Prove that if $F$ is any finite subset of $\mathbb{R}$, then $\mathbb{R}-F$ is an open set.
I know this must be true because by removing the elements in $\mathbb{R}$ that are also in $F$ we are essentially creating a finite set of unions of open intervals which would be open. My question is how exactly would I formalize such a proof?
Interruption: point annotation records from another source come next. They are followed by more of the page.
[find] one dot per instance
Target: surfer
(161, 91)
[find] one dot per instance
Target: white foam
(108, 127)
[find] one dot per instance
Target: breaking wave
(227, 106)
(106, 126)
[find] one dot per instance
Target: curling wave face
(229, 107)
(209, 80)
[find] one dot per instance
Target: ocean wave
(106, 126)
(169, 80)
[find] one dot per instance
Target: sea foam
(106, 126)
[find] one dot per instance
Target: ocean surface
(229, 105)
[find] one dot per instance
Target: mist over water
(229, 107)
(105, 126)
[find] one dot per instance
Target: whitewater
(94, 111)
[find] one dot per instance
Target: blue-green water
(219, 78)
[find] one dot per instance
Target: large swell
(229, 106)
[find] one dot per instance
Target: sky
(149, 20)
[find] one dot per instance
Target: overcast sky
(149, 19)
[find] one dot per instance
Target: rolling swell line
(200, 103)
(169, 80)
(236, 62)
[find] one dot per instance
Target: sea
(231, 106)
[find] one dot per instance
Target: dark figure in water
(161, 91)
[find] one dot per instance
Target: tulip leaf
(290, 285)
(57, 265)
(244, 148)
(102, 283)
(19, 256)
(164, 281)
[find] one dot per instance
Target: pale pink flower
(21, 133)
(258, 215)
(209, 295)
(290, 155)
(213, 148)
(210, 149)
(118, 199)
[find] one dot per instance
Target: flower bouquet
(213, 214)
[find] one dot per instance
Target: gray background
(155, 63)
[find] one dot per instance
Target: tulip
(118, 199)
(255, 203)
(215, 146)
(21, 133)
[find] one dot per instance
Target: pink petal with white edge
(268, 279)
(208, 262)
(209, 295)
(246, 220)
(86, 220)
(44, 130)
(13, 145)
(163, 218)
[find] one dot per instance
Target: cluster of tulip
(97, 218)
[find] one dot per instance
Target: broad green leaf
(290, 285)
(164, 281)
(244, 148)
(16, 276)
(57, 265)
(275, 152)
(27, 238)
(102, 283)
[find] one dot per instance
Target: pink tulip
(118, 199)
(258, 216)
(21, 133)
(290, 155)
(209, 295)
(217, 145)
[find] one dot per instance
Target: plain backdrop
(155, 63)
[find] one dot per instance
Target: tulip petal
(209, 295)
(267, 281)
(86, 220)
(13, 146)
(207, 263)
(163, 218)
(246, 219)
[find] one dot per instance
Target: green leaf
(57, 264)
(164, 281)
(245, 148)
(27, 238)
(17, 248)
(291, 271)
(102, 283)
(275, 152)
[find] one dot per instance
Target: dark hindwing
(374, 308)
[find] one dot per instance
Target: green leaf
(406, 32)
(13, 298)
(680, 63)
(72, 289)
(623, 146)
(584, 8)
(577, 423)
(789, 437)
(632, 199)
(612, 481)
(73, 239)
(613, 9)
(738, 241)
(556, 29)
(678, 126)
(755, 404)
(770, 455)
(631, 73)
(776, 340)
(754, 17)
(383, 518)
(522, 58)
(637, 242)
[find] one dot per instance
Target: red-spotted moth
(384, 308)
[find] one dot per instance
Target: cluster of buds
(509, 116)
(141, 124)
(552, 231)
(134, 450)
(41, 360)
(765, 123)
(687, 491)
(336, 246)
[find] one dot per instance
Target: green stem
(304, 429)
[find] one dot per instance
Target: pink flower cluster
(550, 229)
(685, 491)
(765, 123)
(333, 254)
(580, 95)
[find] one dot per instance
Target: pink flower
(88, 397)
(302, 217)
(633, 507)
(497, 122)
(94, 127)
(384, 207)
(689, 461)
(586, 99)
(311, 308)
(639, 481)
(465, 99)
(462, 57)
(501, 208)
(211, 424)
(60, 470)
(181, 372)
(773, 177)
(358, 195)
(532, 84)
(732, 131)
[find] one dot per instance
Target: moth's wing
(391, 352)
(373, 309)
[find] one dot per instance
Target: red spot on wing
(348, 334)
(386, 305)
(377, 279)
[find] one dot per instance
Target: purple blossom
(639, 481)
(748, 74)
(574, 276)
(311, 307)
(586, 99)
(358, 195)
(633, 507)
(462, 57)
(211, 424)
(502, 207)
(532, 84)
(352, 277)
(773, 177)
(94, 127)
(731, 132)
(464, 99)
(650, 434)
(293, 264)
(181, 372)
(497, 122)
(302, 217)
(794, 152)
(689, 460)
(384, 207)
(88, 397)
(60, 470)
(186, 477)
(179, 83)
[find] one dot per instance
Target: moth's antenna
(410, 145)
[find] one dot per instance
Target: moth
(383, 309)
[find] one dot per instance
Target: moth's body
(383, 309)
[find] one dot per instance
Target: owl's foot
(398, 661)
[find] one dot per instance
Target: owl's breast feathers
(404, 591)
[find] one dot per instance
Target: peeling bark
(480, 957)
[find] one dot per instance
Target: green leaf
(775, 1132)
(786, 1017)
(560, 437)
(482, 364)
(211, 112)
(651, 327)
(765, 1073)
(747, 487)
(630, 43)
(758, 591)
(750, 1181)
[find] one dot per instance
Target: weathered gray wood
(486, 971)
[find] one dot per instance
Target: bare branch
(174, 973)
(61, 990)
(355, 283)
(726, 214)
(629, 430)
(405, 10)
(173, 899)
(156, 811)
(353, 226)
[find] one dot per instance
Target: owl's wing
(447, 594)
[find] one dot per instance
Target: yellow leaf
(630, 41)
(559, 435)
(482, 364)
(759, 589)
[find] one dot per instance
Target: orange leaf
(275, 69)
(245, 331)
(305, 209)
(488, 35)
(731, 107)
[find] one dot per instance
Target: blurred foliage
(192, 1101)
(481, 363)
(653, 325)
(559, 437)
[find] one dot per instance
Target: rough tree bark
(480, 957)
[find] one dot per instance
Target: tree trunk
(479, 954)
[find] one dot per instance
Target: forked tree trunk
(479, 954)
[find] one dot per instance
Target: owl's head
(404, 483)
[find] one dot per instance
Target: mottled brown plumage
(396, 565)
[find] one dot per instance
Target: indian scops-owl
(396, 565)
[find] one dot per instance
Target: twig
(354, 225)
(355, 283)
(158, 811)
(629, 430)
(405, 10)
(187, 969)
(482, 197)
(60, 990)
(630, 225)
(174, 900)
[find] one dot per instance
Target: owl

If $F$ if finite, then it is discrete and bounded. Then $F$ must be a finite union of points in $\mathbb{R}$. Call these points $P_1, \dots , P_n$. Then $\mathbb{R} \setminus F$ is just the finite intersection of all $\mathbb{R}\setminus\{P_i\}$ for all $i$. So it suffices to simply show that the real line punctured at a single point $P_i$ is open. Taking any arbitrary point in $\mathbb{R}\setminus\{P_i\}$ there exists an open ball of positive radius around this point that does not include $P_i$. This proves our claim.
To start with, suppose $F = \left\lbrace x_1, x_2, \cdots, x_n \right\rbrace \subseteq \mathbb{R}$ be your finite set. Now, for any $x \in \mathbb{R} \setminus F$, let $r_i = \left| x - x_i \right|$. Since $x \notin F$, $r_i > 0$ for each such $i$.
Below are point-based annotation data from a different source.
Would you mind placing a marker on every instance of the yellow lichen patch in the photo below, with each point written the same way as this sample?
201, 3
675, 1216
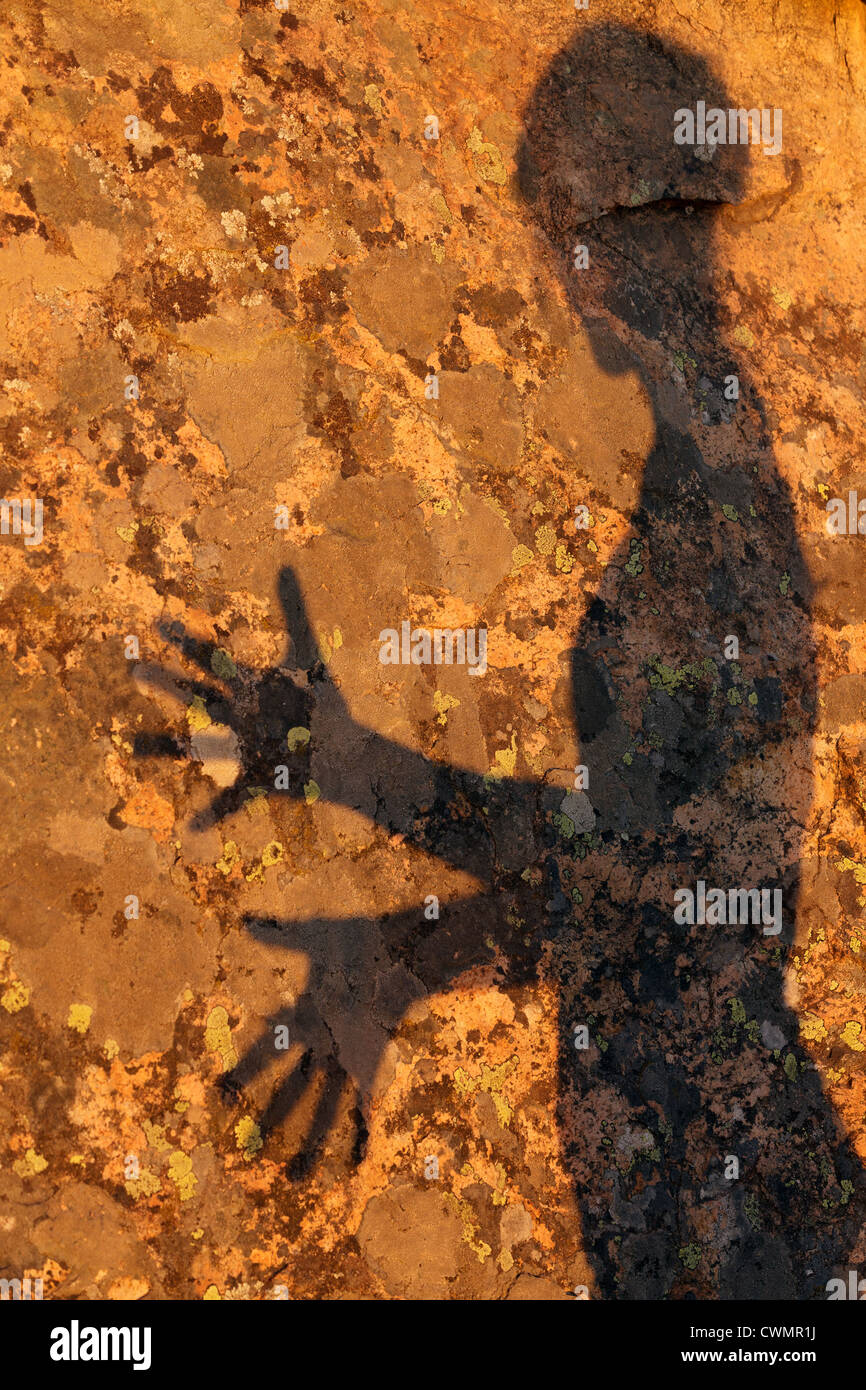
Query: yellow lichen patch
146, 1184
520, 556
781, 298
470, 1230
256, 801
812, 1029
296, 738
198, 716
442, 704
373, 99
491, 1080
230, 858
851, 1034
505, 761
271, 854
31, 1164
181, 1173
128, 1289
15, 998
218, 1037
328, 645
79, 1018
441, 207
485, 159
248, 1136
223, 665
852, 866
148, 809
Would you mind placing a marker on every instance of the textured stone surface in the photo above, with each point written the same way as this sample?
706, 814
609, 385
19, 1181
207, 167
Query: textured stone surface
170, 916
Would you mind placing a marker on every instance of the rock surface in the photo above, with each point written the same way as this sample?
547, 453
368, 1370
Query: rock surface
298, 947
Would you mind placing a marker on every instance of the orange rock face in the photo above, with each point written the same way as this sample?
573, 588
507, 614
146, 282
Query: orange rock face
330, 976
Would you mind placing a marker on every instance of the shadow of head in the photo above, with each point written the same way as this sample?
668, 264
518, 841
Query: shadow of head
599, 167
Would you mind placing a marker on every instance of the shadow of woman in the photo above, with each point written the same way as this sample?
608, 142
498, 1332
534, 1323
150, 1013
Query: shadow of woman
708, 1158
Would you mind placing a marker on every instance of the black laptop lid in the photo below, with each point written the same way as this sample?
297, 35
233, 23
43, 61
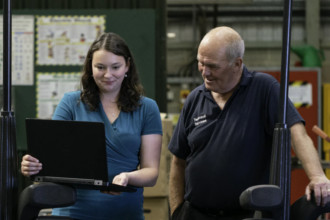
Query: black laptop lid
74, 149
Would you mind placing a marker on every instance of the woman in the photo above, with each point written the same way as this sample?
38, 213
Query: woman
111, 93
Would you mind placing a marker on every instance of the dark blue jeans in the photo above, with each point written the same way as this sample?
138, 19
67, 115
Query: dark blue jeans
188, 212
Now, since we have only finitely many such $r_i$, we can take $r = \min\limits_{1 \leq i \leq n} \left\lbrace r_i \right\rbrace$ and then construct the open interval around $x$ as $\left( x - \dfrac{r}{2}, x + \dfrac{r}{2} \right)$. Clearly, none of the elements of the set $F$ can be in this open ball otherwise the element inside of this interval will have a distance less than $r_i$ which will contradict the very definition of $r_i$.
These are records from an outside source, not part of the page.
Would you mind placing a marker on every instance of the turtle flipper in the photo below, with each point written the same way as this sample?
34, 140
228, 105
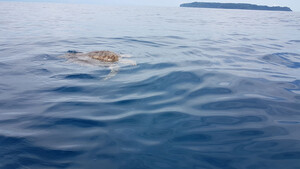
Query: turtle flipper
114, 69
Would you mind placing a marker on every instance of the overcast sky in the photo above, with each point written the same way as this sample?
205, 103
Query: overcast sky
294, 4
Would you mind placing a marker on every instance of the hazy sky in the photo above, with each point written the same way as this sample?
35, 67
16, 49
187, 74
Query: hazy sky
294, 4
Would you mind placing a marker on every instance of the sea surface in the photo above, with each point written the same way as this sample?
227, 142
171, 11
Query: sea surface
212, 88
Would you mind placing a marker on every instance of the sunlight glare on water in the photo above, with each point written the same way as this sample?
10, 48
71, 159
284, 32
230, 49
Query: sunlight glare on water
212, 89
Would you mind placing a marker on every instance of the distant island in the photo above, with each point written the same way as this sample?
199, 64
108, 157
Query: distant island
234, 6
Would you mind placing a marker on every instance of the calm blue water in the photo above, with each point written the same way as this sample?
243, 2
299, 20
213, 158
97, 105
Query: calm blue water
212, 89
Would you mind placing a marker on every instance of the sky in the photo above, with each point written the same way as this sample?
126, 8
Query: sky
293, 4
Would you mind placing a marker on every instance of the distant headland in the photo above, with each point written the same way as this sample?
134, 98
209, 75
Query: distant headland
234, 6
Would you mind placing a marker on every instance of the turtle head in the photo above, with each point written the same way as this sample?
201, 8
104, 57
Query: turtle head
73, 51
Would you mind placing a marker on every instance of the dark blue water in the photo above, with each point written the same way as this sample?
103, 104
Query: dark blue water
212, 89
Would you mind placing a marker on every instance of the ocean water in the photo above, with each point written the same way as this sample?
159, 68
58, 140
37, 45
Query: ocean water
212, 88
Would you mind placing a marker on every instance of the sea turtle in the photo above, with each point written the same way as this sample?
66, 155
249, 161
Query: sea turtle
99, 58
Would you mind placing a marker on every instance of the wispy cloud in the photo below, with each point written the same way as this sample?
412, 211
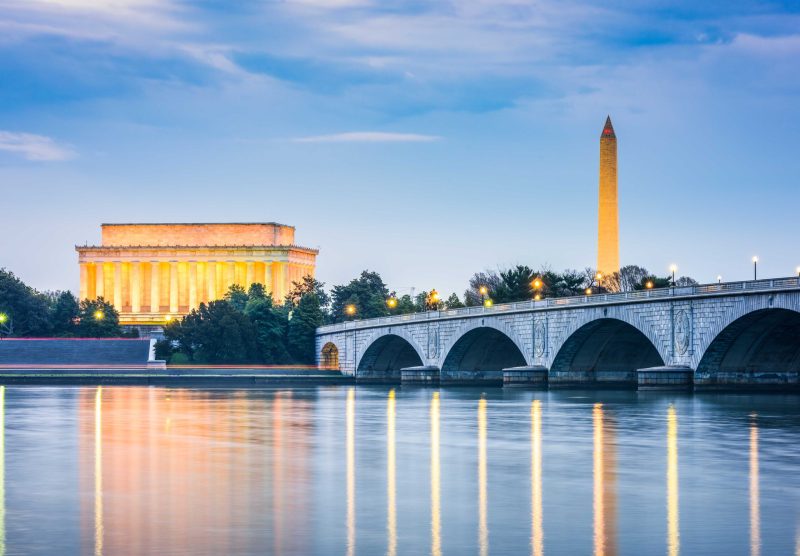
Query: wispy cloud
368, 137
34, 147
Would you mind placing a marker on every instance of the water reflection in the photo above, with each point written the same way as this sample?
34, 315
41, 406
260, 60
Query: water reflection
604, 470
98, 472
755, 510
673, 533
483, 528
351, 472
436, 517
391, 490
537, 535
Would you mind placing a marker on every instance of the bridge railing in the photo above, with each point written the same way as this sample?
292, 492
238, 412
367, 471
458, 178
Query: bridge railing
578, 300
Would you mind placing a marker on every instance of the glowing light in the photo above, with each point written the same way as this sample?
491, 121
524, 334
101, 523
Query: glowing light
755, 501
673, 522
599, 487
391, 483
483, 527
436, 516
350, 425
98, 472
537, 534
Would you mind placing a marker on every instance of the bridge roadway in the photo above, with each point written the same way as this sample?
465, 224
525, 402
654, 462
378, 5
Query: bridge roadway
709, 336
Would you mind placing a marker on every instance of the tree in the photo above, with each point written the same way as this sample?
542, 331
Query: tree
64, 314
23, 306
306, 317
515, 285
367, 293
271, 328
453, 302
305, 286
97, 318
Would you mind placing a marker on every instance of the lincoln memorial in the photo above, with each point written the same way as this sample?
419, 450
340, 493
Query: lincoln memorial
154, 272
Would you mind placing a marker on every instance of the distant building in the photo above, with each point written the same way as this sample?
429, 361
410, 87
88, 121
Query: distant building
608, 218
155, 272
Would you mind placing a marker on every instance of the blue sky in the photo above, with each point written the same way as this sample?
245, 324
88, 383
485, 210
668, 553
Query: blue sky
424, 140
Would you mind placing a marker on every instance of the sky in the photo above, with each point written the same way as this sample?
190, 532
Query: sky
425, 140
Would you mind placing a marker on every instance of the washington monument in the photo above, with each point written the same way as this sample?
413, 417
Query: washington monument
608, 219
Therefore, for every element in $\mathbb{R} \setminus F$, we get an interval around this element which is completely contained in $\mathbb{R} \setminus F$. Hence, $\mathbb{R} \setminus F$ must be open.
Let $F=\{x_1,\dots,x_n\}$ and let $G_i=\mathbb{R}\setminus \{x_i\}$ Then $G_i$ is open and $$\mathbb{R}\setminus F=\bigcap_{i=}G_i$$ is a finite intersection of open sets.
$F=$ {$ x_1,x_2,....x_n$ }, $x_i \in \mathbb{R}$.
$F=\bigcup_{i=1}${ $x_i $}.
{$ x_i $}, $i=1,2,.. n$ are singletons, closed in $\mathbb{R}$ (Why?).
The finite union of closed sets is closed .
$F$ is closed, hence $\mathbb{R}$ \ $F$ is open.